日本における墓として、寺墓地(寺院境内墓地)、公営墓地(霊園)、民営墓地(霊園)と分類される従来型の墓がある。
一般には「家墓」とか「代々墓」呼ばれる、代々その家つまり家長となる者の系譜で受け継いできた墓である。
意外なところとしては、二つの家を一つのお墓に祀った墓「両家墓」と呼ばれるものもある。これは昔からあるもののあまり知られていないようである。この両家墓は、もともと片方の家に墓を継承していく跡継ぎがいない場合に、建てられたという。お墓の考察

墓石についてもいろいろある。

メジャーな分類は和型・洋型であるが、最近ではこれら和型・洋型とも違う、「デザイン墓」という分野も現れている。
また、欧米で広く見られる「芝生墓地」や「壁墓地」も出てきており多様化が進んでいる。「芝生墓地」は開放的な広い芝生の中にプレート型の墓石が埋め込まれているものだが、日本ではプレート型の墓石の代わりに洋型墓石を置くことが多いという。また、最近ではスペースの問題から公営の霊園でも「壁墓地」を据える所が出てきており、分類自体も入り組んだ状況となっている。

ところで、先祖代々からの墓は、実はその家の人物の所有物ではなく、使用する権利だけをお寺(宗教法人)や国や地方自治体より与えられているのである。つまり、継承者があってこそ家墓は存続し、継承者がいなくなれば消滅するものでもある。そのため子供がいない夫婦の場合、家墓という形態の墓を建てることの不都合を感じる場合が多い。
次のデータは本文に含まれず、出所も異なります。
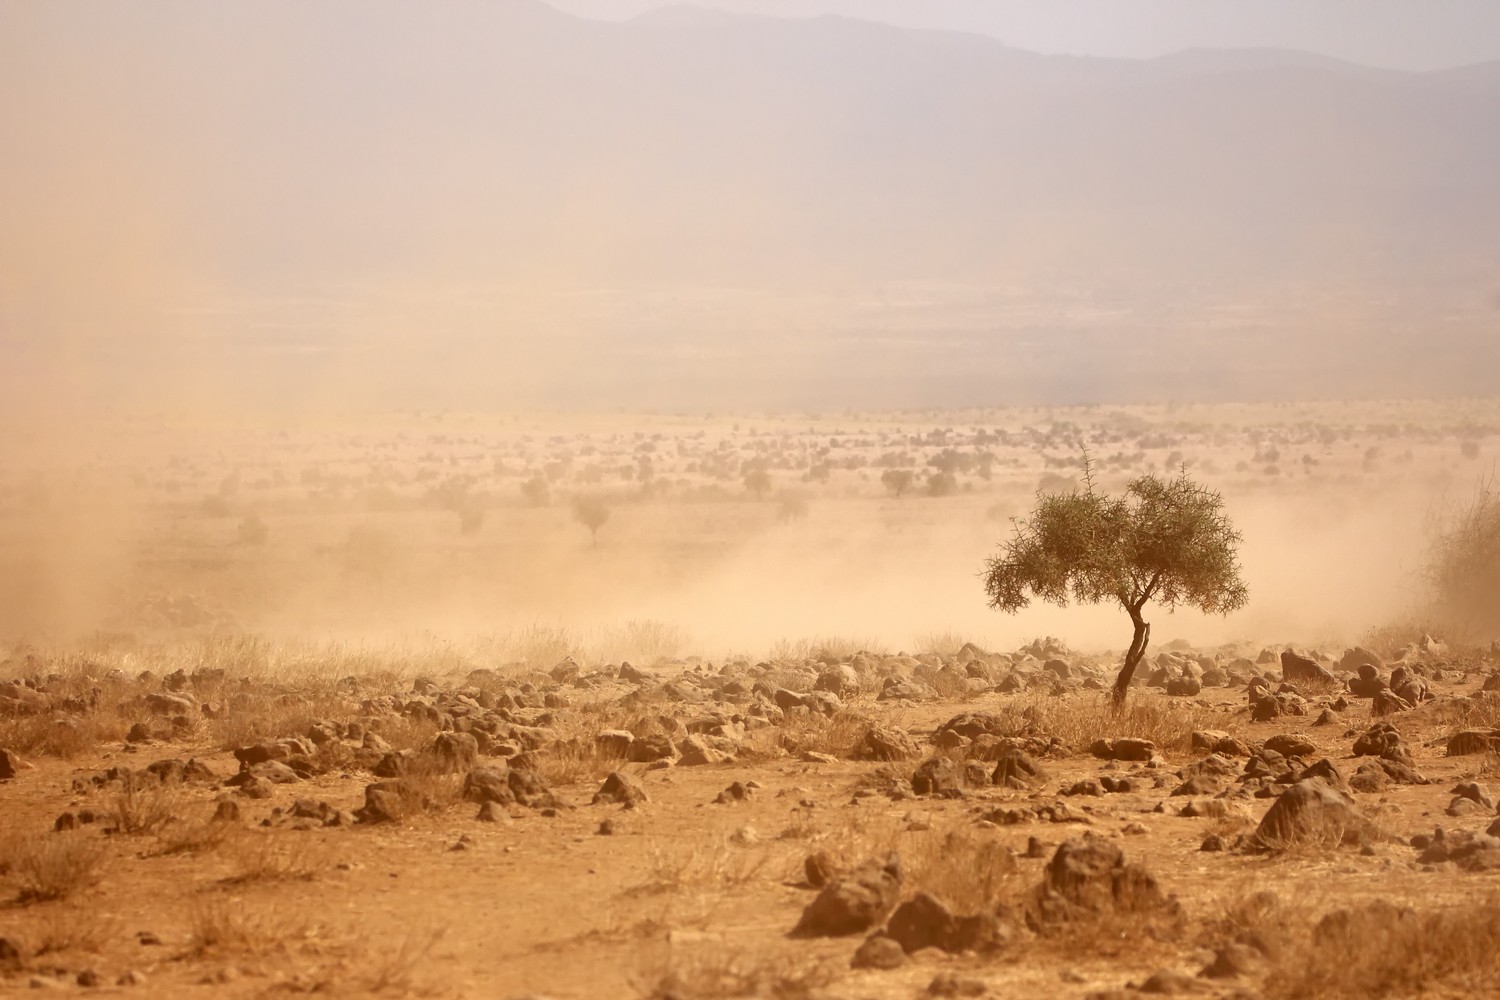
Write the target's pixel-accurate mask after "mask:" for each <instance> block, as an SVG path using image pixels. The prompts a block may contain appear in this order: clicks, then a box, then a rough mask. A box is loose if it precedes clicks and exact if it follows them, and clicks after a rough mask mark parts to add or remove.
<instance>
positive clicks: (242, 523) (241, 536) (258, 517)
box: [236, 513, 270, 546]
mask: <svg viewBox="0 0 1500 1000" xmlns="http://www.w3.org/2000/svg"><path fill="white" fill-rule="evenodd" d="M236 535H237V537H239V540H240V544H242V546H264V544H266V538H267V537H270V528H269V526H267V525H266V522H264V520H263V519H261V516H260V514H254V513H252V514H246V516H245V517H243V519H242V520H240V526H239V529H237V531H236Z"/></svg>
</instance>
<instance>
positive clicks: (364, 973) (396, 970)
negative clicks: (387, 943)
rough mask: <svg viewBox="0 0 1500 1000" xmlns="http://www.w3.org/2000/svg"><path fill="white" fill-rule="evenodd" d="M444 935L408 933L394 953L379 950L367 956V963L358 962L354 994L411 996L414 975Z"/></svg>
mask: <svg viewBox="0 0 1500 1000" xmlns="http://www.w3.org/2000/svg"><path fill="white" fill-rule="evenodd" d="M446 934H447V928H437V930H428V931H413V933H410V934H407V936H405V937H404V939H402V940H401V945H398V946H396V949H395V951H392V949H389V948H383V949H380V951H377V952H374V954H371V955H369V958H368V961H366V963H362V969H363V972H362V973H360V975H359V976H357V982H356V984H354V990H356V993H360V994H383V993H395V994H401V996H407V994H411V993H414V991H416V990H417V985H419V972H420V970H422V967H423V966H425V964H426V961H428V958H429V957H431V955H432V949H434V948H437V946H438V942H441V940H443V937H444V936H446Z"/></svg>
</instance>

このような継承者のいない夫婦が自分たちの入るであろう墓の準備を考える場合、永代供養墓や樹木葬(樹林墓地)というものに関心を持つことになりやすい。
永代供養墓は合祀墓の形態をとることも多く、この場合、収められる遺骨が特定の家族のものだけではなくなることになる。また公営のお墓として提供される場合には、政教分離の観点から「合祀墓」という言葉を避け「合葬墓」あるいは「集合墓」と位置付ける場合もある。

さて、樹木葬である。

宗教色がない言葉であることと家の系譜に捉われない永代供養墓の側面を持つ場合が多く、従来の伝統的な代々墓に違和感や不適合性を感じていた人々に人気のようである。
また樹木葬は、そのイメージから自然葬として散骨と類似の印象を持たれる方もいるが、大抵は法律上の墓地・霊園の一形態であることが多い。

墓を持つ意味とは…

以上、墓の形態や種別について触れてきたが、そもそも墓を持つこと、墓参りすることに私達は何を求めているのだろうか。
もちろん残された人が故人を偲ぶための場所であり、墓参りすることで気持ちの切り替えができたり、墓前で普段想うことの少なくなった故人を偲ぶ機会を得ることができると言えそうだ。また、墓前だと故人に話しかけ易いのは、お墓・位牌の場所が仏界と繋がっている所だというイメージが馴染んでいるからだともいう。

他方、墓参りに行くときれいに掃除の行き届いた立派な他家の墓が気になったり、変わった墓に目がいくこともある。
墓石を建立することは平安時代に支配階級で始まったとされ、それが江戸時代には裕福な平民から広がっていったそうである、かつての裕福な先祖がその社会的な位置づけを内外に示すために立派なものを建てた一族としてのアイデンティティや記憶につながる意味が感じられるのかもしれない。